An den Finanzmärkten ist der Blick in die Zukunft immer ein Blick im Zorn. Nichts wird einem geschenkt werden, so zeichnet es sich ab für jeden, der in den Markt einsteigen möchte. Ganz im Gegenteil: vermutlich wird man sein Geld verlieren, denn, so lautet die Erfahrung, immer wenn man kauft, fällt der Markt anschließend um mindestens ein Viertel. Jeder macht diese Erfahrung. Jedes Mal, so scheint es.

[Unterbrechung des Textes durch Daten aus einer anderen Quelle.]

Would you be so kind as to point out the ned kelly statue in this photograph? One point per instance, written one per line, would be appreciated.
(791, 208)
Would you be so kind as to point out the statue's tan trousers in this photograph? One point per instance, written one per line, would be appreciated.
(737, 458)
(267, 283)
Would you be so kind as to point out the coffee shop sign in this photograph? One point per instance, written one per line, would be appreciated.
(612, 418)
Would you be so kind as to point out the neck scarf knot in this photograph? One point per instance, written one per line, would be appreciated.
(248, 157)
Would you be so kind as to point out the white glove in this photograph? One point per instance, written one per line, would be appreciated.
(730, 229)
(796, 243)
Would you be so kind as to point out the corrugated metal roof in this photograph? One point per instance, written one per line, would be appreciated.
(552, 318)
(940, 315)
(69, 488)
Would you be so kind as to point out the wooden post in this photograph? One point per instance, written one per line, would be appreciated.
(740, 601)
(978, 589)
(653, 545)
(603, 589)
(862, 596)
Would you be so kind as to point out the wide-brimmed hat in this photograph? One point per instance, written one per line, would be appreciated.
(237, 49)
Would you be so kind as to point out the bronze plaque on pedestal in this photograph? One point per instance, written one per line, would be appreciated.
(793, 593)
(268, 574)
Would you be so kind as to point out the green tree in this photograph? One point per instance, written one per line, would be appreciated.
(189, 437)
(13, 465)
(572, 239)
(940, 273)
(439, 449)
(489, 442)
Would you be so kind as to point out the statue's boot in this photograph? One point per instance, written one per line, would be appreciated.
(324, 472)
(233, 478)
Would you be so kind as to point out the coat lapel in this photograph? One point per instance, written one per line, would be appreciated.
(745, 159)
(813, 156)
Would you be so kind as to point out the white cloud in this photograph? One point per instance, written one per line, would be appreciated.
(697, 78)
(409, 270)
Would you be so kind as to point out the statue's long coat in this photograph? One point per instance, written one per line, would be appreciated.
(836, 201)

Die Kursschwankungen im Oktober dieses Jahres und das darauf folgende erneute Überschreiten der 10.000er-Marke im DAX haben nicht eben dazu beigetragen, Anlegern die Entscheidung für die Anlage ihres Vermögens zu erleichtern: War das nun eine leichte Korrektur im DAX? Oder haben wir doch eine Trendwende gesehen? Und sind das noch Kaufkurse? Wohl kaum ein Thema wird in Anlegerkreisen so intensiv und zugleich kontrovers diskutiert wie das richtige Market Timing. Wir wollten genau wissen, ob sich all die Mühe wirklich lohnt und haben nachgerechnet – bis zurück zu den Ursprüngen des Deutschen Aktienindex (DAX) vor 55 Jahren. Das Ergebnis dürfte zumindest für Börsenenthusiasten ernüchternd klingen.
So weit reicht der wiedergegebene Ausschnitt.